Honeycomb composites find broad applications in domains such as aerospace, aeronautics, and transportation owing to their exceptional mechanical and acoustic properties. This paper presents three innovative embedded honeycomb (ECH) structures utilizing hybrid strategies are developed, and their acoustic performance is examined. Utilizing a structural acoustics finite element analysis approach, simulations were conducted to assess the natural frequencies, sound transmission loss (STL), and sound pressure field distribution of the sandwich panels, with comparisons made to traditional sandwich panels. The computational results indicate that the honeycomb units significantly enhance the acoustic performance of the materials. Notably, with an increase in the number of connections, demonstrating an average STL improvement of 4.46 dB over the original sandwich panel structure.

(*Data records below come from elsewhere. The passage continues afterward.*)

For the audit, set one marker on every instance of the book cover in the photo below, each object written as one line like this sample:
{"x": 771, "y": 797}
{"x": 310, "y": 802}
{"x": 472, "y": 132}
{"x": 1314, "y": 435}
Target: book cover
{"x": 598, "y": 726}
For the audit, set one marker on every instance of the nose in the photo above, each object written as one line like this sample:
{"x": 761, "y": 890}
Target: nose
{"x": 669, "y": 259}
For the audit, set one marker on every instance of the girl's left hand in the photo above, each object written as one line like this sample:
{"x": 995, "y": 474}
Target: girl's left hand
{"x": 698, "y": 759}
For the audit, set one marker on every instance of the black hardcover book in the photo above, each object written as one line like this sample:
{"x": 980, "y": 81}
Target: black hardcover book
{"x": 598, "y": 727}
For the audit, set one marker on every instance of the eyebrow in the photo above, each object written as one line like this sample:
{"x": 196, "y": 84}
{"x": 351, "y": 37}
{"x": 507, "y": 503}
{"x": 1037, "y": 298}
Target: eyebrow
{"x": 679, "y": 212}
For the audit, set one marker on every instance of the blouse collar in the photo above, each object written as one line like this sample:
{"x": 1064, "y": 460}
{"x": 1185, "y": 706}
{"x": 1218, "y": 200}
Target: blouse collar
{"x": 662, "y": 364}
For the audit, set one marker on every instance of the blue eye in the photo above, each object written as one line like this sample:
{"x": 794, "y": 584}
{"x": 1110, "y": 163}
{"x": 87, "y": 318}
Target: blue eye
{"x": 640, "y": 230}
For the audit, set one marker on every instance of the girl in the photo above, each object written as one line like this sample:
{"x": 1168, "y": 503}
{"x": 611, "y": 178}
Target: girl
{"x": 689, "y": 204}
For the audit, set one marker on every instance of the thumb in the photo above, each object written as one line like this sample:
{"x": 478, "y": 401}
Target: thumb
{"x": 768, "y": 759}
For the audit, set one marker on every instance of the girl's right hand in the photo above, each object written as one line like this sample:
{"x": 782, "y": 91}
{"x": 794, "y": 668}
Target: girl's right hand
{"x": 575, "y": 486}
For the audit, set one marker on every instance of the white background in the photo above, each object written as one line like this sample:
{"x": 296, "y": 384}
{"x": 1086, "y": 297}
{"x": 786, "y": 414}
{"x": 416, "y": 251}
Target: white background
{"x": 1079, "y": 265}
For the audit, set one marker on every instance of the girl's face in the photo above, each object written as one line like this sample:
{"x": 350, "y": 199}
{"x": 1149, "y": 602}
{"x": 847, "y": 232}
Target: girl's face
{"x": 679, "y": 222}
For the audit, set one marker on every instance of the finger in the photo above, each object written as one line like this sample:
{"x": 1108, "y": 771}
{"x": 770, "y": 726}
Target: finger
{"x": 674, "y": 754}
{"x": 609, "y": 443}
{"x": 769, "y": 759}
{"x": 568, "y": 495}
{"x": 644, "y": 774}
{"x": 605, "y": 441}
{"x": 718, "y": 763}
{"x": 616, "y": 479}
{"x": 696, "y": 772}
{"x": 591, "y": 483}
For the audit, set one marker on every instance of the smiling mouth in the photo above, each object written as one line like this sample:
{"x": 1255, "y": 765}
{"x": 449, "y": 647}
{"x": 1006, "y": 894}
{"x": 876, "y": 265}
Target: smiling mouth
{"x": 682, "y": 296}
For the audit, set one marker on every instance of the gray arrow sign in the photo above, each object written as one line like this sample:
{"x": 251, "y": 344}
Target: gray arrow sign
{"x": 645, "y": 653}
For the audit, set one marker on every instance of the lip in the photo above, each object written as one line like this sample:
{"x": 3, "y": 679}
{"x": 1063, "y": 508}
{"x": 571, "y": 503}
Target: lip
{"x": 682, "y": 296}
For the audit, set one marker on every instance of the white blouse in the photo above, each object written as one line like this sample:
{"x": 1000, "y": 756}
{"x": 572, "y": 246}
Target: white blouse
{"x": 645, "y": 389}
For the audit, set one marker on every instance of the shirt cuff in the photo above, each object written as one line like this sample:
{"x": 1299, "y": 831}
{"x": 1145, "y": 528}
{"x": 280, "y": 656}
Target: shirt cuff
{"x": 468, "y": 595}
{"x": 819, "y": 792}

Moreover, by altering the size of the circular nodes and the thickness of the walls, the soundproofing capabilities of the sandwich panels can be improved further. As the radius of the circular nodes increases, different ECH sandwich panels exhibit varying fluctuations in sound transmission loss. Additionally, with an increase in thickness, the average STL of the different ECH panels showed an increase ranging from 4.0% to 16.6%, significantly enhancing the noise suppression capabilities of the ECH structures. The novel embedded honeycomb (ECH) structures provide valuable insights into improving the vibration and sound insulation performance of honeycomb sandwich panels, highlighting that the number of connections, the radius of the nodes, and wall thickness are all crucial factors influencing the sound insulation effectiveness of the sandwich panels.